Rischio di catastrofi: l’Onu riporta che metà dei paesi non è protetta
Nella sola prima metà del 2022, le catastrofi naturali hanno causato 4.300 morti nel mondo. Un dato che, come sottolinea Munich Re in uno studio dedicato, è in aumento rispetto agli anni precedenti. Guardando al lato economico, si parlerebbe di danni per 65 miliardi di dollari, gran parte dei quali risucchiati dagli eventi che hanno sconvolto gli Stati Uniti, nonché dalle inondazioni australiane. Ma guardando al di là del primo semestre sarebbero da mettere in conto anche la siccità che ha colpito l’Europa, nonché il disastro climatico che ha recentemente colpito il Pakistan, causando 1.200 vittime. A rendere ancora più cupo lo scenario c’è un recente rapporto Onu, il quale dimostra che metà dei paesi a livello globale non è protetta da appositi sistemi di allerte precoce per il rischio di catastrofi.
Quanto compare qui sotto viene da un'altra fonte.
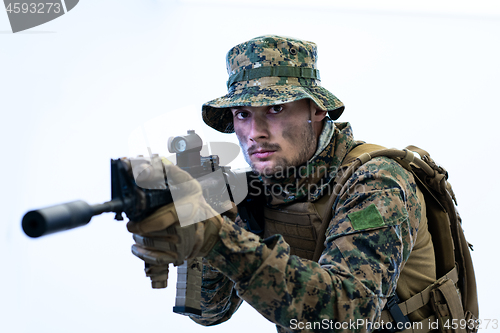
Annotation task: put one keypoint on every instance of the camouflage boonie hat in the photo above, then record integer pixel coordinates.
(270, 70)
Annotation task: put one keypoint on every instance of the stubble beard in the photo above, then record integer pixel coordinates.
(287, 166)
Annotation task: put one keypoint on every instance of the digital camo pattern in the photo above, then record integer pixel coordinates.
(356, 273)
(269, 52)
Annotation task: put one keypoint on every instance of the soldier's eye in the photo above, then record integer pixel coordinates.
(241, 114)
(276, 108)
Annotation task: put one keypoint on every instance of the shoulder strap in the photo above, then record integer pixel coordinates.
(434, 179)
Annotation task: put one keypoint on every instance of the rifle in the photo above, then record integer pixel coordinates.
(139, 187)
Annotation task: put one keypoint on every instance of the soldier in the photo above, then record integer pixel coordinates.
(283, 119)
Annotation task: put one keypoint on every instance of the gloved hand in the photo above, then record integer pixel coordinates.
(161, 240)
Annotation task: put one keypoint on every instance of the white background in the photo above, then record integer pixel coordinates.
(73, 91)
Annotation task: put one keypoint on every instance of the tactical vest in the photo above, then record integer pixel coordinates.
(453, 295)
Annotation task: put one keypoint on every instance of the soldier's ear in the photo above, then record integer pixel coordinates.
(316, 113)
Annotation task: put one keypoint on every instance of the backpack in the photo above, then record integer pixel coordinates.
(453, 296)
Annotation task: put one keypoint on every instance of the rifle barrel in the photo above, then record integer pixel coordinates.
(65, 216)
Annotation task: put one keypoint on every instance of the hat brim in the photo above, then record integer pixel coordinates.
(217, 115)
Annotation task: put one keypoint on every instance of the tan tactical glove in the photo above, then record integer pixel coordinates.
(161, 240)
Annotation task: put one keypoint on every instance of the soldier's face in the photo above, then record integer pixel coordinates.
(274, 138)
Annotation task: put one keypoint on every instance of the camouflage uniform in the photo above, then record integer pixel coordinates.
(370, 237)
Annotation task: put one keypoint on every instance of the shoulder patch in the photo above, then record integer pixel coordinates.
(369, 217)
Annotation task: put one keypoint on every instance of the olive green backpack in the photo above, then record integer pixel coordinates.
(453, 295)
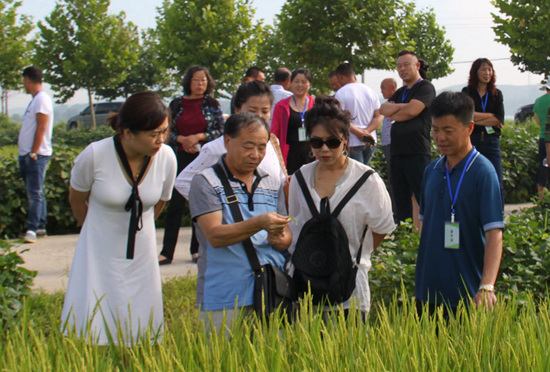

Il rapporto Onu sul rischio di catastrofi e le relative allerte
Il rapporto in questione è il “Global Status of Multi-Hazard Early Warning Systems – Target G”, elaborato dalle Nazioni Unite e reso pubblico in occasione della Giornata internazionale per la riduzione del rischio di disastro, il 13 ottobre. Lo studio dice che solo una metà dei paesi potrebbe vantare dei sistemi di allerta precoce contro le catastrofi. E la differenza tra le due metà è notevole: come si legge nello studio, «i paesi con una copertura di allerta precoce limitata hanno una mortalità per catastrofi otto volte superiore rispetto ai paesi con una copertura da sostanziale a completa». Si parla di sistemi in grado di preannunciare l’arrivo di pericoli imminenti quali ondate di caldo, tsunami, tempeste e siccità, così da poter ridurre in modo considerevole i danni a persone e a cose.
A essere sguarniti di sistemi in grado di dare delle allerte sono soprattutto i paesi meno sviluppati e i piccoli stati insulari in via di sviluppo. Nella consapevolezza che i cambiamenti climatici stanno causando e causeranno un numero sempre più alto di catastrofi e di eventi estremi, l’Onu sottolinea che «gli investimenti in sistemi di allerta precoce relativi a molteplici rischi sono più urgenti che mai». Va peraltro sottolineato il fatto che in un sistema di protezione non si deve concentrare l’attenzione unicamente sugli eventi in sé, quanto invece anche su quello che viene dopo l’impatto iniziale: si parla dei focolai di malattie dopo le precipitazioni abbondanti oppure, per fare un altro esempio, della liquefazione del suolo dopo i sismi.
Come ha sottolineato Petteri Taalas, segretario generale del Wmo, «il numero di disastri registrati è aumentato di cinque volte, guidato in parte dal cambiamento climatico indotto dall’uomo e da condizioni meteorologiche più estreme» per poi precisare che «questa tendenza dovrebbe continuare. I sistemi di allerta precoce sono una misura di adattamento climatico collaudata ed efficace, che salva vite e denaro».
Le richieste dell’Onu
L’Onu afferma in modo chiaro che, a livello globale, non si sta investendo a sufficienza nella protezione delle vite e dei messi di sussistenza di chi è più vulnerabile al rischio di catastrofi. E quel che è peggio, come afferma il segretario generale dell’Onu António Guterres, è che «chi ha fatto di meno per causare la crisi climatica sta pagando il prezzo più alto». È infatti proprio nei paesi meno sviluppati che il rischio è più alto. Per questo l’Onu ha chiesto all’Organizzazione mondiale della meteorologia (WMO) di mettersi alla guida di un processo capace di assicurare a ogni abitante della Terra un sistema di preallerta precoce entro i prossimi 5 anni.
Il prossimo passo in questa direzione dovrebbe essere fatto in novembre, in occasione della Cop27 in Egitto: in quell’occasione la Wmo presenterà un piano di azione per incrementare la copertura internazionale dei sistemi di preallerta contro il rischio di catastrofi.